Ceremony is a botanical brew.
We use brewing and fermentation as the format, but build each beer around a single botanical — like matcha or hibiscus.
So instead of the beer defining the experience, the botanical does.
Why start with botanicals?
Because botanicals have always been part of how people gather.
Across cultures, drinks were built around leaves, flowers, and roots — not just for flavor, but as part of shared rituals.
Matcha comes from tea ceremony.
Hibiscus shows up at communal tables across continents.
Mate is defined by being passed from person to person.
These ingredients carry meaning. They belong to moments.
We place them at the center again — and bring them into a modern, brewed format.
Is Ceremony a beer?
Ceremony is brewed and fermented like a beer, but it’s not a traditional one.
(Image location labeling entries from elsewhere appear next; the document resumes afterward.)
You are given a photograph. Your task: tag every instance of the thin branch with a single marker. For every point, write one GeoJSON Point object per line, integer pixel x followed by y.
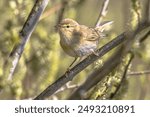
{"type": "Point", "coordinates": [51, 89]}
{"type": "Point", "coordinates": [99, 74]}
{"type": "Point", "coordinates": [123, 77]}
{"type": "Point", "coordinates": [26, 32]}
{"type": "Point", "coordinates": [103, 12]}
{"type": "Point", "coordinates": [139, 73]}
{"type": "Point", "coordinates": [62, 10]}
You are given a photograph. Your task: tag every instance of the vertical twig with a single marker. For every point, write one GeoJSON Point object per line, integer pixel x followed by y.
{"type": "Point", "coordinates": [26, 32]}
{"type": "Point", "coordinates": [103, 12]}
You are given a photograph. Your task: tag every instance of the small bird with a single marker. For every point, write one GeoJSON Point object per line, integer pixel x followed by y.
{"type": "Point", "coordinates": [79, 40]}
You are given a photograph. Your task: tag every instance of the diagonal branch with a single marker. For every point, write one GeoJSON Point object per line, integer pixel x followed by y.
{"type": "Point", "coordinates": [103, 12]}
{"type": "Point", "coordinates": [26, 32]}
{"type": "Point", "coordinates": [51, 89]}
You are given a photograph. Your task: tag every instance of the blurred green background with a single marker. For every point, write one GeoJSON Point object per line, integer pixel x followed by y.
{"type": "Point", "coordinates": [43, 60]}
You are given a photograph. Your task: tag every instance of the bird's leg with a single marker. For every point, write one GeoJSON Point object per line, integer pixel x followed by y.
{"type": "Point", "coordinates": [68, 69]}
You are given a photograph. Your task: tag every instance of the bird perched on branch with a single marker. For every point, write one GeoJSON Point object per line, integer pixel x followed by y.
{"type": "Point", "coordinates": [79, 40]}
It sits within the world of beer — but it’s not a variation of existing styles.
It’s a botanical brew.
Fermentation gives it structure.
The botanical defines its identity.
What is botanical brewing?
Botanical brewing starts with the plant.
Instead of adding ingredients to a finished beer, we build each recipe around the botanical’s natural character — its flavor, its color, and the kind of moment it belongs to.
The botanical defines the experience.
The beer supports it.
How does this change the brewing process?
It changes the starting point.
Traditional brewing builds around malt and hops.
Ceremony starts with the botanical.
From there, the entire recipe is shaped to support that ingredient — not compete with it.
What does fermentation contribute?
Fermentation is the foundation.
It transforms simple ingredients into something more complex — in flavor, aroma, and texture.
That’s what connects Ceremony to beer.
The process remains rooted in brewing.
What changes is what leads it.
How do botanicals change the taste?
They expand what beer can express.
Hibiscus brings brightness and acidity. Matcha brings a soft, earthy bitterness. Pea butterfly flower adds delicacy and color. Mate adds a structured, herbal backbone.
Each botanical shapes the experience in its own way.
What does “intentional drinking” mean?
It’s about shifting the role of the drink.
Less about excess.
More about presence, intention, and connection.
Ceremony is designed for moments where you want to stay engaged, participate, and enjoy what you’re drinking — not escape from it.
Is this part of a larger shift?
Yes.
Beer has always evolved. What we think of as traditional today is just one point in time.
Now, people are looking for new ingredients, new flavor profiles, and a more thoughtful way to drink.
Ceremony is part of that evolution — and a new way of expressing it.
Where does Ceremony sit in the future of beer?
Ceremony is a new category.
Not traditional beer. Not hard seltzer. Not a wellness product.
It’s botanical brewing — where fermentation meets plants and social ritual.
It keeps the foundation of beer, but builds something new on top of it.
In one sentence?
Ceremony is a new way to gather, built on botanicals and fermentation — where the botanical defines the experience, and the beer supports it.